Hope is not a security strategy – which is why AI is no longer optional
- 08 September, 2017 12:32
Good information-security personnel have become harder and harder to find – and that is making it harder to mount an effective defence against ballooning volumes of security alerts. And where machine learning-driven artificial intelligence has long been one of many possible solutions to this issue, its rapid advancement is helping it emerge as the only realistic answer in the long term.
That’s a rapid shift for an industry that was still waking up to the real potential of security information and event management (SIEM) just a few years ago. But as attack volumes grew and attackers’ tactics diversified, it became increasingly clear that simply getting better visibility over security activity wasn’t going to be enough for humans that were already struggling to keep up.
“There is a significant shortage of talented, qualified security personnel who have the requisite experience to help move the needle for an organisation,” says Matt Winter, vice president of marketing with security specialist LogRhythm.
One recent estimate projected a global shortfall of 3.5m security specialists by 2021, up from 1m in 2014. Yet that’s not the only problem: high demand and low supply have kept salaries and retention costs sky-high.
“The challenge for most organisations,” Winter said, “is that even if they could find enough people – and if they could afford to hire them all – there would still be more work for them to do than they could manage in a 24-hour day.”
SIEM provided a way to capture network logs and security activities – but without enough skilled humans, even the best SIEM is just documenting the compromise of your organisation. Cisco’s 2017 Annual Cybersecurity Report evaluated the extent of the problem, noting that some 44 percent of surveyed security operations managers said they were getting more than 5000 security alerts per day.
Even well-equipped security organisations, the study concluded, can only investigate 56 percent of the security alerts they receive on a given day. Just half of the investigated alerts are deemed legitimate, and only 46 percent of these are even remediated.
Those figures confirm what most security operations managers already know to be true: that the volume of attacks being actively remediated is well below the volume of known attacks, and even further below the volume of all attacks that are hitting the typical organisation.
“With the amount of information available to people out there, it is so easy in this day and age to socially engineer a compromise,” Winter said, with many of those compromises sneaking smoothly past corporate defences by exploiting weaknesses in security perimeters. “Even the best use of IT, information and resources can’t prevent a compromise.”
The gap between remediated attacks and unknown attacks remains large and problematic – “hope is not a strategy”, Winter notes – and AI has emerged as the only tool capable of closing it.
Progressive security vendors have recognised this trend, which Gartner recently said would triple by 2020 as AI investments in IT resilience increasingly link security protections to business interruption.
LogRhythm, for one, already offers its AI Engine for real-time visibility of risks.

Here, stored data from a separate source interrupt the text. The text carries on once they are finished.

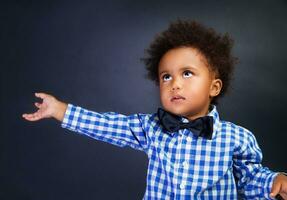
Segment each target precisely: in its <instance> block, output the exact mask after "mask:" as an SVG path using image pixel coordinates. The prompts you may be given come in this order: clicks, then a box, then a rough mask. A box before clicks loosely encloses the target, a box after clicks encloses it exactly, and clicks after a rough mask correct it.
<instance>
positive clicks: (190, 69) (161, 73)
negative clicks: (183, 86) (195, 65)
mask: <svg viewBox="0 0 287 200" xmlns="http://www.w3.org/2000/svg"><path fill="white" fill-rule="evenodd" d="M188 69H189V70H197V69H196V68H195V67H192V66H185V67H182V68H180V69H179V70H181V71H185V70H188ZM167 72H168V71H167V70H164V71H162V72H160V73H159V75H161V74H163V73H167Z"/></svg>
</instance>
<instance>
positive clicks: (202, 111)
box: [185, 105, 210, 121]
mask: <svg viewBox="0 0 287 200" xmlns="http://www.w3.org/2000/svg"><path fill="white" fill-rule="evenodd" d="M209 107H210V105H207V106H206V107H205V108H204V109H202V110H201V111H199V112H197V113H193V114H191V115H189V116H185V117H186V118H187V119H188V120H189V121H192V120H195V119H197V118H199V117H204V116H206V115H207V114H208V112H209Z"/></svg>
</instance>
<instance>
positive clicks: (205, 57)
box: [23, 20, 287, 199]
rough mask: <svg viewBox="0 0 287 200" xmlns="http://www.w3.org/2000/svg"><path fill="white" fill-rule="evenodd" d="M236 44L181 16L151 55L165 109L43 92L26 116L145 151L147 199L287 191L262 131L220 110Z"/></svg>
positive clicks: (157, 39) (145, 192) (230, 196)
mask: <svg viewBox="0 0 287 200" xmlns="http://www.w3.org/2000/svg"><path fill="white" fill-rule="evenodd" d="M232 44H233V42H232V39H231V38H230V37H229V36H228V34H224V35H221V34H218V33H216V32H215V31H214V30H213V29H210V28H206V27H204V26H203V25H201V24H199V23H197V22H194V21H188V20H186V21H183V20H177V21H175V22H173V23H171V24H170V26H169V28H168V29H167V30H165V31H163V32H162V33H161V34H159V35H157V37H156V38H155V40H154V41H153V43H152V44H151V45H150V47H149V48H148V49H147V56H146V58H144V59H143V61H144V62H145V64H146V66H147V70H148V75H149V78H150V79H152V80H154V81H155V82H156V83H157V84H158V85H159V92H160V100H161V104H162V107H163V109H161V108H159V109H158V111H157V113H153V114H133V115H129V116H125V115H122V114H118V113H114V112H107V113H98V112H93V111H89V110H86V109H84V108H81V107H78V106H74V105H72V104H66V103H64V102H61V101H59V100H57V99H56V98H55V97H53V96H51V95H48V94H45V93H36V94H35V95H36V97H39V98H41V99H42V100H43V102H42V103H35V106H36V107H37V108H38V111H37V112H35V113H31V114H23V117H24V118H25V119H26V120H29V121H37V120H40V119H43V118H50V117H53V118H55V119H57V120H59V121H60V122H62V123H61V125H62V127H63V128H67V129H70V130H72V131H75V132H78V133H80V134H84V135H87V136H89V137H92V138H94V139H97V140H101V141H105V142H108V143H111V144H114V145H117V146H120V147H124V146H129V147H132V148H134V149H137V150H141V151H144V152H145V153H146V154H147V155H148V158H149V165H148V172H147V186H146V192H145V195H144V199H238V198H243V199H272V198H274V197H275V196H276V195H277V197H278V198H282V197H283V198H284V199H287V177H286V176H284V175H283V173H275V172H272V171H270V170H269V169H268V168H266V167H263V166H262V165H261V161H262V152H261V150H260V148H259V146H258V144H257V141H256V139H255V137H254V135H253V134H252V133H251V132H250V131H248V130H247V129H245V128H243V127H241V126H238V125H235V124H233V123H231V122H227V121H222V120H221V119H220V118H219V114H218V112H217V109H216V104H217V101H218V97H220V96H223V95H224V94H225V93H226V91H227V89H228V86H229V82H230V77H231V74H232V71H233V66H234V65H235V61H236V59H235V58H234V57H233V56H232V55H231V48H232ZM279 194H280V195H281V197H279Z"/></svg>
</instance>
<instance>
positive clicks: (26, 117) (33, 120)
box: [22, 112, 42, 121]
mask: <svg viewBox="0 0 287 200" xmlns="http://www.w3.org/2000/svg"><path fill="white" fill-rule="evenodd" d="M22 116H23V118H25V119H26V120H28V121H37V120H39V119H41V118H42V116H41V114H40V113H38V112H36V113H33V114H23V115H22Z"/></svg>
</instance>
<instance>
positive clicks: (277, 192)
mask: <svg viewBox="0 0 287 200" xmlns="http://www.w3.org/2000/svg"><path fill="white" fill-rule="evenodd" d="M280 188H281V184H280V183H276V182H275V183H274V185H273V187H272V190H271V193H270V196H271V197H272V198H274V197H275V196H276V195H277V194H278V193H279V191H280Z"/></svg>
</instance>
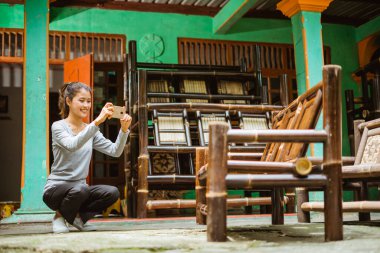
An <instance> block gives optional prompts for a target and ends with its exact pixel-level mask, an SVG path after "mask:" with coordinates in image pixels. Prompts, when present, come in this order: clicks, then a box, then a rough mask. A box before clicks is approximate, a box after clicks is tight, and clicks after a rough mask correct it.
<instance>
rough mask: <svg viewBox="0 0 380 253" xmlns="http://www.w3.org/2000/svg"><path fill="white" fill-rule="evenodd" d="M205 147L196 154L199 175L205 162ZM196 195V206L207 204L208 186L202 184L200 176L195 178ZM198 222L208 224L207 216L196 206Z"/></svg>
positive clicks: (196, 221) (196, 161)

Such tools are being further expanded by the delivery of cloud-based AI tools that not only simplify the delivery of data-based security protections – but offer better protection than ever by aggregating baseline and threat activity data in much larger quantities than any one organisation could provide on its own.
“Analytics delivered from the cloud augments security platforms,” Winter explains, “where we can apply deep learning and AI to threat detection in the cloud in a way that is – by virtue of the types of techniques and the compute resources required to do these kinds of analytics – unattainable and unaffordable for most organisations.”
Despite its power, AI shouldn’t be seen as a cure-all for the security woes that organisations face. Human intuition and problem-solving still have important roles to play in the overall security defence – but with a large proportion of security alerts relating to mundane, easily remedied issues, the most successful organisations will be those that tap its power to more rapidly triage new incidents and pass only the most complex issues to humans for intervention.
“AI can help people do more with the limited time and resources they have available to them,” Winter said. “Our goal is to detect the compromise before the breach can occur – and AI can know to automatically take certain steps given the nature of the threat. These automated actions can neutralise a threat in your environment before that threat can cause further damage.”
It’s important to think of AI as being part of a detection-and-response workflow rather than a point solution, he noted – highlighting its importance as a mechanism for focusing security teams’ expertise on the incidents that really matter.
“Large organisations have barbarians at the gate, pounding on the door every day,” Winter said. “You can’t respond to all that stuff, or let that noise distract you from detecting and responding to the really critical threats targeting your environment. The idea is to mitigate threats as early in the kill chain as possible.”